The second phase of sorting is given by the heapsort method in Heapsort.java. After it calls buildMaxHeap so that the array obeys the max-heap property, this method sorts the array. You can see how it works on the example by running the rest of the slide show in this PowerPoint presentation.

Let's think about the array once the heap has been built. We know that the largest value is in the root, node 0. And we know that the largest value should go into the position currently occupied by the last leaf in the heap. So we swap these two values, and declare that the last position—where we just put the largest value—is no longer in the heap. That is, the heap occupies the first n-1 slots of the array, not the first n. The local variable lastLeaf indexes the last leaf, so we decrement it. By swapping a different value into the root, we might have caused a violation of the max-heap property at the root. Fortunately, we haven't touched any other nodes, and so we can call maxHeapify on the root to restore the max-heap property.

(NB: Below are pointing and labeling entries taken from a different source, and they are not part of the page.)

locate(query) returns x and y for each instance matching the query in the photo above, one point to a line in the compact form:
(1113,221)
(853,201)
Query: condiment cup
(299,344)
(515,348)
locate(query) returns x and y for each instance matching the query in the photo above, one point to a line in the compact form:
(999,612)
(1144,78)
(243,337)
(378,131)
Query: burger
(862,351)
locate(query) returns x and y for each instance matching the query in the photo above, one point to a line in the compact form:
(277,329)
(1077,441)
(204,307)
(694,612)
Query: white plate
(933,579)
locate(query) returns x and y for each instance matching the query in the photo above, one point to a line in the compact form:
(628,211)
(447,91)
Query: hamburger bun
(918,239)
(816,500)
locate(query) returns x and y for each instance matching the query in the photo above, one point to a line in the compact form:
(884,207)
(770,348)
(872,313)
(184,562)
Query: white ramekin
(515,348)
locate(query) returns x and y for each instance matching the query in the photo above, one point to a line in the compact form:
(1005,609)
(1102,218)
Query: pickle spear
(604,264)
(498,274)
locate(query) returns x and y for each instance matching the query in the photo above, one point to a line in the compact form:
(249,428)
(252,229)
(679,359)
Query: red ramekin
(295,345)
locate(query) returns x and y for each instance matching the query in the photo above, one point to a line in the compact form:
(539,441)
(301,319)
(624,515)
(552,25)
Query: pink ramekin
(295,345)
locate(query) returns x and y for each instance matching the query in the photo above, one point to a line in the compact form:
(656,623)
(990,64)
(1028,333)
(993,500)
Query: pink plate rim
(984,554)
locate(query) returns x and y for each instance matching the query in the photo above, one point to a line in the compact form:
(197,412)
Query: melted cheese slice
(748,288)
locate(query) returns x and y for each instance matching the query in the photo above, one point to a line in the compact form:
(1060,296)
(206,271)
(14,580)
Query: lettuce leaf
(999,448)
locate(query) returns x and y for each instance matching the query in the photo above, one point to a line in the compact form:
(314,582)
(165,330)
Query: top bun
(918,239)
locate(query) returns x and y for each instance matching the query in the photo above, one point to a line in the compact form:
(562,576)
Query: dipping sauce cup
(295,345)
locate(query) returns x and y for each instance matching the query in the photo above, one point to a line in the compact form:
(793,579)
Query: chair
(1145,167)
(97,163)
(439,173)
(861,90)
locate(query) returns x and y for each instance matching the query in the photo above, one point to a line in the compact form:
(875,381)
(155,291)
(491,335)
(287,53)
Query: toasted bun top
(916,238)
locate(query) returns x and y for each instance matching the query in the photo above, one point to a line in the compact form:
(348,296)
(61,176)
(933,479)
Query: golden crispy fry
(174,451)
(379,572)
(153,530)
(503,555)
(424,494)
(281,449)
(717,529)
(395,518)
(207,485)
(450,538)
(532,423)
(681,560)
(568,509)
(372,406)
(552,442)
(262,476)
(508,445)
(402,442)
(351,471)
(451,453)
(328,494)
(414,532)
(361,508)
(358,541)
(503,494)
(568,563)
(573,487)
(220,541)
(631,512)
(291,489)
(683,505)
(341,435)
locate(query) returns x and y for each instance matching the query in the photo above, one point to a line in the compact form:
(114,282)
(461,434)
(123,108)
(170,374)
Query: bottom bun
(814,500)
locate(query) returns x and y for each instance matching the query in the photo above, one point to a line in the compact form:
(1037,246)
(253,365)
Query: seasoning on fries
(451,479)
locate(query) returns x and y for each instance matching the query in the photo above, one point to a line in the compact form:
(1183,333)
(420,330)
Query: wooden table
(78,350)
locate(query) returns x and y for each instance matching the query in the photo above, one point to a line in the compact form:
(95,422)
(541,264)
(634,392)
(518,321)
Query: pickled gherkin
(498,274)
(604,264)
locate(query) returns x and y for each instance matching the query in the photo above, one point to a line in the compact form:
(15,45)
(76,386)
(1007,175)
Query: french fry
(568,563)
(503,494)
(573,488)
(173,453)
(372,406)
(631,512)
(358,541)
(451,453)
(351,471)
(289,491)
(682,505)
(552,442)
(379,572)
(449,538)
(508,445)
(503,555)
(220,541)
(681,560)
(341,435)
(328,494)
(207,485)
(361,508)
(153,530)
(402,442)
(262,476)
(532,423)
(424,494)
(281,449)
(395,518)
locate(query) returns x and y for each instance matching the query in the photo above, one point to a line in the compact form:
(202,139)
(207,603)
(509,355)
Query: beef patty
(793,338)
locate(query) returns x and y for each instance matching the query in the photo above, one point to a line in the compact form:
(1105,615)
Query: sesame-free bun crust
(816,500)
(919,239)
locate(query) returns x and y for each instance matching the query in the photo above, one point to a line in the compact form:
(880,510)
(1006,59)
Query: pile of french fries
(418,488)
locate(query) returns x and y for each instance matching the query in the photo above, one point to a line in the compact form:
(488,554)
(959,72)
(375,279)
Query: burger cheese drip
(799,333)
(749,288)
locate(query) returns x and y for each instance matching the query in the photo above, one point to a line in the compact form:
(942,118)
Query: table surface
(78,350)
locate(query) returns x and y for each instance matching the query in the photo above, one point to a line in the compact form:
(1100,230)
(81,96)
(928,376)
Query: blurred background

We now have a heap with n-1 nodes, and the nth slot of the array—a[n-1]—contains the largest element from the original array, and this slot is no longer in the heap. So we can now do the same thing, but now with the last leaf in a[n-2]. Afterward, the second-largest element is in a[n-2], this slot is no longer in the heap, and we have run maxHeapify on the root to restore the max-heap property. We continue on in this way, until the only node that we have not put into the heap is node 0, the root. By then, it must contain the smallest value, and we can just declare that we're done. (This idea is analogous to how we finished up selection sort, where we put the n-1 smallest values into the first n-1 slots of the array. We then declared that we were done, since the only remaining value must be the smallest, and it's already in its correct place.)

Analyzing this second phase is easy. The while-loop runs n-1 times (once for each node other than node 0). In each iteration, swapping node values and decrementing lastLeaf take constant time. Each call of maxHeapify takes O(lg n) time, for a total of O(n lg n) time. Adding in the O(n lg n) time to build the heap gives a total sorting time of O(n lg n).